For instance, dear ones, last week, when your MatchGirl logged onto the system to file her claim, she saw that her remaining balance was one week's worth of pay! Now, that couldn't be true. No matter how the math could be added, she simply hadn't exhausted the emergency benefits. She'd barely entered them. And, today when she logged on, it told her that the amount left worked out to about six weeks - and, no matter the math - calculators and calendars out, could she figure out where this monetary amount came from.
So, I looked, for about the millionth time, at the New York State Department of Labor Website and read, for about the millionth time, the details about extended and emergency benefits. And I took out my calculator and my calendar again. And it still doesn't make sense. Not according to any math that I know how to do. Not according to the amount of time for which I have been collecting unemployment and not according to any of my own math.
For those of you who would like to read it for the zillionth time (cos you know you all check in on it to see if it makes more or less sense on a regular basis) here's what the NYSDoL has to say:
Important Notice About
Unemployment Benefit Extensions
On September 22, 2009, the U.S. House of Representatives approved legislation to extend Unemployment Insurance benefits for an additional 13 weeks for states, like New York, with consistently high unemployment rates. However, legislation to extend benefits must still pass the Senate and be signed into law. Therefore, this proposed extension is NOT in effect at this time. Please continue to claim weekly benefits in the usual manner. It is not necessary to file a new claim unless you are advised to do so. Please continue to check this web site for updates.

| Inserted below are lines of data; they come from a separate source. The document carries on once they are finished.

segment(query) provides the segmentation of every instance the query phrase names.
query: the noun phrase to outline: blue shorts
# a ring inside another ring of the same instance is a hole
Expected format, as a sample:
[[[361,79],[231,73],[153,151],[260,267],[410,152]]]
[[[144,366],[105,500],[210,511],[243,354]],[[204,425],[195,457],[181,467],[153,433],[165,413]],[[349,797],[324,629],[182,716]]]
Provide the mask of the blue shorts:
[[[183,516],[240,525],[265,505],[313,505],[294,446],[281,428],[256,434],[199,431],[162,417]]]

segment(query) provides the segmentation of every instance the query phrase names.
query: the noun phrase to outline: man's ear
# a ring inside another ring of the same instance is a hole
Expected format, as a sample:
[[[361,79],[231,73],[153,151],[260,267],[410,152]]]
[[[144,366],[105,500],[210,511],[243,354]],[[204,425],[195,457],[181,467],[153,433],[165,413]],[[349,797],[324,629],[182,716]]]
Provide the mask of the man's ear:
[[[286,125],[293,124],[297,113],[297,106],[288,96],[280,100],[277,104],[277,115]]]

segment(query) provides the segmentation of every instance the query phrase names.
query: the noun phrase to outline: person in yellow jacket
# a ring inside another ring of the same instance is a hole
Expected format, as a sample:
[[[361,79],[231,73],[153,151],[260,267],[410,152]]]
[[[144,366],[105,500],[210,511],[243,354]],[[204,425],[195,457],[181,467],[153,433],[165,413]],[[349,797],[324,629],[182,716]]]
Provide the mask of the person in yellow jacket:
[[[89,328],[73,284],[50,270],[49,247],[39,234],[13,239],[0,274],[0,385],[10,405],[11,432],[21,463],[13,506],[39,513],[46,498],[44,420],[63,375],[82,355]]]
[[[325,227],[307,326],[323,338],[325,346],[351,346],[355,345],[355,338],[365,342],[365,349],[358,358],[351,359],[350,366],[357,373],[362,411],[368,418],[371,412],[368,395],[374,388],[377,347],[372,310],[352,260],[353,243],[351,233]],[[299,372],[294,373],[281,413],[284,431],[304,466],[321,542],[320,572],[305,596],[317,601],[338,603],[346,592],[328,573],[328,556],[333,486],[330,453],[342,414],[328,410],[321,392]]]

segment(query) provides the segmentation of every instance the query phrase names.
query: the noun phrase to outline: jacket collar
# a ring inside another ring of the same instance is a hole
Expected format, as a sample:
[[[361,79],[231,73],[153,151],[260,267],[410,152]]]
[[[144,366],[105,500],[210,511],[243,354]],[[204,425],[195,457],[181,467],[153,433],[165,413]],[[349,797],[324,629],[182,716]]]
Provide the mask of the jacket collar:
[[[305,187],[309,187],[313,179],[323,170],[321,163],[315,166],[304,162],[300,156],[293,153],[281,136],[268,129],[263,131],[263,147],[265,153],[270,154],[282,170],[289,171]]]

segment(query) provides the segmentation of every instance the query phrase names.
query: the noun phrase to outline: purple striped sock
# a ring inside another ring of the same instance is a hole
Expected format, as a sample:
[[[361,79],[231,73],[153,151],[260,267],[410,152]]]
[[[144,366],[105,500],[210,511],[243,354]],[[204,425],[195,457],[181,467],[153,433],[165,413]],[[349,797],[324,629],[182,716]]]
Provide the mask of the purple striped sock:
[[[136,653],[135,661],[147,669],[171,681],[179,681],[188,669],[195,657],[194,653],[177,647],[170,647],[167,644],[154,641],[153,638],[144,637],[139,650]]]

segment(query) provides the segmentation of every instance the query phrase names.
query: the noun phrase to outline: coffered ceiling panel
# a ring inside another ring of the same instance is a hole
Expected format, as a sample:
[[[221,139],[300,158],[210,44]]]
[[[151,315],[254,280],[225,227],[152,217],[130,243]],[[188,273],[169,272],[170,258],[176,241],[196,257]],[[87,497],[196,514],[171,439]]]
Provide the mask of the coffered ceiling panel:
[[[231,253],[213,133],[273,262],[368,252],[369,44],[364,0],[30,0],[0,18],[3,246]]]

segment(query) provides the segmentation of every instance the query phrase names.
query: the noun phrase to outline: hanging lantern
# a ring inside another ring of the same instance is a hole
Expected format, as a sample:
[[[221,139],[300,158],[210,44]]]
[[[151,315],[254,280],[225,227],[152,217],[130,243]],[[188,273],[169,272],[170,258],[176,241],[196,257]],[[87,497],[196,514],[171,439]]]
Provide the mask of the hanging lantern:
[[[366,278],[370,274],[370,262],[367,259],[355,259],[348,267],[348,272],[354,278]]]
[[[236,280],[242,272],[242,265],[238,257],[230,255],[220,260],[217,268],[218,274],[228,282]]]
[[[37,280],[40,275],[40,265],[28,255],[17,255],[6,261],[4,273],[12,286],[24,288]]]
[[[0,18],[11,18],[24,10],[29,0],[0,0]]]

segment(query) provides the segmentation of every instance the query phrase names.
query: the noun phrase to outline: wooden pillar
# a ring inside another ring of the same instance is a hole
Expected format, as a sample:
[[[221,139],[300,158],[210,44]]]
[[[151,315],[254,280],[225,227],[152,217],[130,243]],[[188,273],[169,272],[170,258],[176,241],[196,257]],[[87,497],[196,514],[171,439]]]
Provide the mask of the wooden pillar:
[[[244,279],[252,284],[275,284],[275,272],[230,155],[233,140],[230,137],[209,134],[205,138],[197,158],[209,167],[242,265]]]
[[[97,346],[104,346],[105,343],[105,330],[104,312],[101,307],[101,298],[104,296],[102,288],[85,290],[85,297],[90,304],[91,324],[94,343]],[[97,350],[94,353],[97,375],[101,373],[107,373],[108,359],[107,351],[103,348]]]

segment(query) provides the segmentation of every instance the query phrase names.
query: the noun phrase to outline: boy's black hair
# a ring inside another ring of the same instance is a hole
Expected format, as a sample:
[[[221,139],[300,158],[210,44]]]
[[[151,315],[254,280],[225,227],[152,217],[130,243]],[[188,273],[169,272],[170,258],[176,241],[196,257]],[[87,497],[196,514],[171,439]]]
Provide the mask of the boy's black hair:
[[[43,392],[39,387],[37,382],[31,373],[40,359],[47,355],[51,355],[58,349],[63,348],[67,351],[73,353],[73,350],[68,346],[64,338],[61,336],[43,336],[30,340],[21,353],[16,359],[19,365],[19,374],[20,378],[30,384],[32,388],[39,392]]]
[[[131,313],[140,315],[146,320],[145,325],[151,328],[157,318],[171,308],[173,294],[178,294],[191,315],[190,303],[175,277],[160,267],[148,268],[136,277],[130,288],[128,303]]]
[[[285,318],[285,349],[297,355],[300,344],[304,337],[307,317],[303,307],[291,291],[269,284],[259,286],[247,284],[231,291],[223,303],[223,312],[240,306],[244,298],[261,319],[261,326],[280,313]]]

Currently, New York State provides 26 weeks of regular unemployment insurance benefits.
An additional 53 weeks of unemployment benefits have been approved for claimants who meet certain criteria.
The first 33 weeks fall under the Emergency Unemployment Compensation (EUC) Program, and are known as Emergency Benefits; the last 20 weeks fall under a different program titled the Extended Benefits (EB) Program, and are known as Extended Benefits. Per current Federal legislation, specific deadlines apply to the different extensions, and as a result, not all claimants are eligible for the full 53 additional weeks of benefits.
The extensions are broken down as follows:
Emergency Benefits include two tiers:
* Tier 1 (20 weeks) – to be eligible for any additional benefits under Tier 1, the individual must exhaust regular benefits on or before the week ending December 20, 2009, and start claiming Emergency Benefits on or before week ending December 27, 2009. Note: This means the individual must have filed their initial claim for regular unemployment benefits effective on or before Monday, June 15, 2009.
* Tier 2 (13 weeks) – to be eligible for any additional benefits under Tier 2, the individual must exhaust all 20 weeks of Tier 1 on or before the week ending December 27, 2009. Note: This means that the individual must have filed their initial claim for regular unemployment benefits effective on or before Monday, February 2, 2009.
The last payable week of both Tier 1 and Tier 2 is the week ending June 6, 2010.
Extended Benefits (20 weeks: (13 initial plus the seven (7) added eff. July, 17 2009)) are available to individuals who exhaust all 33 weeks of Emergency Benefits. However, the last payable week of Extended Benefits is the week ending December 27, 2009. Note: This means the individual must have filed their initial claim for regular unemployment benefits effective on or before Monday, October 27, 2008.
Individuals who have a claim with New York State, but live in another state that is not in an extended benefit period, will be eligible for only 2 weeks of extended benefits (for extended benefits status of other states, see Frequently Asked Questions below).
Work search requirements are more stringent for individuals claiming Extended Benefits (see Frequently Asked Questions below). However, individuals in training approved by the New York State Department of Labor, are not required to look for work while claiming benefits.
And, dear readers, please don't write in and tell me I should just call. You know it's impossible to get anyone on the phone. While unemployeds do have some extra time on our hands, this is one girl who has been quite busy in her unemployment.
Anyway, the DoL site was down most of the week, but it's up and running now. Don't forget to log on and claim your weekly benefits!